35 U.S.C. § 271(e)(2) provides that submission of an ANDA is itself (without marketing or sale) considered an act of infringement. A paragraph IV certification by the ANDA applicant triggers the Hatch-Waxman Act’s statutory scheme for resolving patent disputes involving a complicated approval window. Of note is the automatic 30-month stay of FDA approval of ANDAs following a generic manufacturer’s paragraph IV certification and the institution of a patent infringement action that seeks to resolve the dispute before the generic products enter the market.
Therefore, obtaining Orange Book-listable claims, and listing of patents in the Orange Book are important, as a paragraph I certification can lead to immediate approval of ANDA. Further, often the Orange Book listing forces an ANDA applicant to make a paragraph IV certification that triggers a 30-month automatic injunction of FDA’s ANDA approval, thereby effectively lengthening the period of exclusion for the invention.

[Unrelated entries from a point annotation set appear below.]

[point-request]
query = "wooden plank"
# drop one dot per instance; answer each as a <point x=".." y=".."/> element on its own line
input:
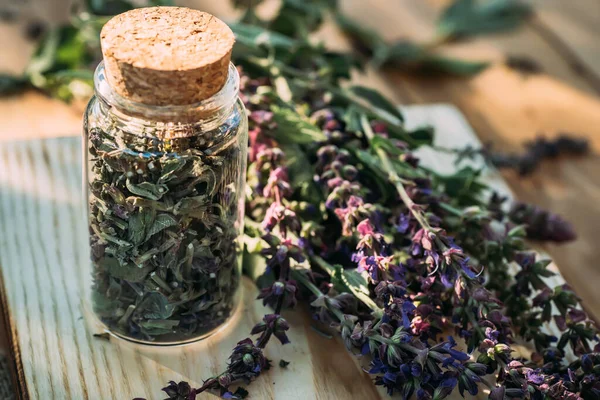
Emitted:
<point x="43" y="254"/>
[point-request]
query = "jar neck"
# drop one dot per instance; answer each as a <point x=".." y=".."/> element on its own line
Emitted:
<point x="205" y="115"/>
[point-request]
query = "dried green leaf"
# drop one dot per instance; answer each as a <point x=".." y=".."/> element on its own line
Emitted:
<point x="129" y="272"/>
<point x="148" y="190"/>
<point x="155" y="305"/>
<point x="162" y="222"/>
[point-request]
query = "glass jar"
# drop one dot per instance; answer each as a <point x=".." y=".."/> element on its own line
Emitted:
<point x="165" y="195"/>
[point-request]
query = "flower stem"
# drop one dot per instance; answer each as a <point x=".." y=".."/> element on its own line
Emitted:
<point x="364" y="298"/>
<point x="393" y="176"/>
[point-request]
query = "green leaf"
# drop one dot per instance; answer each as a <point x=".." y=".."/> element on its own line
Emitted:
<point x="162" y="222"/>
<point x="129" y="272"/>
<point x="136" y="231"/>
<point x="376" y="99"/>
<point x="155" y="305"/>
<point x="364" y="39"/>
<point x="471" y="17"/>
<point x="386" y="144"/>
<point x="147" y="190"/>
<point x="10" y="84"/>
<point x="464" y="185"/>
<point x="294" y="128"/>
<point x="436" y="64"/>
<point x="45" y="56"/>
<point x="256" y="36"/>
<point x="410" y="56"/>
<point x="170" y="168"/>
<point x="159" y="326"/>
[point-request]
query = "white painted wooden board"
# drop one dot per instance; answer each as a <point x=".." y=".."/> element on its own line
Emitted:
<point x="44" y="266"/>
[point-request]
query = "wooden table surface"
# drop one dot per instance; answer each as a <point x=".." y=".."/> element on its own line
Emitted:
<point x="503" y="106"/>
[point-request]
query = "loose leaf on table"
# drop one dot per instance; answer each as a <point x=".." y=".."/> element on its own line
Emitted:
<point x="294" y="128"/>
<point x="364" y="39"/>
<point x="471" y="17"/>
<point x="297" y="18"/>
<point x="256" y="36"/>
<point x="10" y="84"/>
<point x="408" y="55"/>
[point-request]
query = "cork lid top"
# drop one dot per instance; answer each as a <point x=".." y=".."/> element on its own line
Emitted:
<point x="166" y="55"/>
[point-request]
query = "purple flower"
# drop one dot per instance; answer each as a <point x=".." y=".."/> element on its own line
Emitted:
<point x="403" y="223"/>
<point x="279" y="215"/>
<point x="534" y="376"/>
<point x="247" y="360"/>
<point x="275" y="324"/>
<point x="179" y="391"/>
<point x="273" y="293"/>
<point x="278" y="179"/>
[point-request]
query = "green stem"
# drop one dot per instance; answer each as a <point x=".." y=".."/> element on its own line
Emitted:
<point x="365" y="299"/>
<point x="315" y="290"/>
<point x="393" y="176"/>
<point x="312" y="80"/>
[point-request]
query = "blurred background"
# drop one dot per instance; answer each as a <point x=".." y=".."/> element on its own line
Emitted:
<point x="540" y="76"/>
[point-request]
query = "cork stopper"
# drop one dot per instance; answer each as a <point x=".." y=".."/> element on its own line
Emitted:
<point x="166" y="55"/>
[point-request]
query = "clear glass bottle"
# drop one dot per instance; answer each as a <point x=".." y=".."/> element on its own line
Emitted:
<point x="165" y="195"/>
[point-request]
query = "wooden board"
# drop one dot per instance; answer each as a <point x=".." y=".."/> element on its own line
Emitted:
<point x="44" y="263"/>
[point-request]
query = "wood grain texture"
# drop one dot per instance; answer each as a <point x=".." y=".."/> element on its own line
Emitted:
<point x="503" y="106"/>
<point x="44" y="257"/>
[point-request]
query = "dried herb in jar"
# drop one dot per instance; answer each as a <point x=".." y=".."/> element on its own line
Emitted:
<point x="165" y="185"/>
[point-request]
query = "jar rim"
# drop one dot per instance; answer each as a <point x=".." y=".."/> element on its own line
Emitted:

- Exclusivity provisions –Non-patent FDA exclusivities commonly referred to as data or market exclusivities prohibit the submission or FDA approval of an ANDA for a given amount of time. Included are NCE, OSC, ODE and PED exclusivities. Also provided is a 180-Day generic drug exclusivity for the first Paragraph IV filer(s).
- PTE – Additional patent term given to compensate for commercialization delays due to premarket regulatory review.
- Safe Harbor – Immunity from a patent infringement suit where the use of the patented invention is testing for the purpose of securing regulatory approval from the FDA.
Biosimilars
Biological products are generally large, complex molecules, which may be produced through biotechnology in a living system, such as a microorganism, plant cell, or animal cell, and are often more difficult to characterize than small molecule drugs. The nature of biological products, including the inherent variations that can result from the manufacturing process, can present challenges in characterizing and manufacturing these products that often do not exist in the development of small molecule drugs. In view of this difference, approval pathway for follow-on products that are “biosimilar” to or “interchangeable” with previously licensed reference biological products, are different from that of drug products based on small molecules discussed above and are not covered in this post.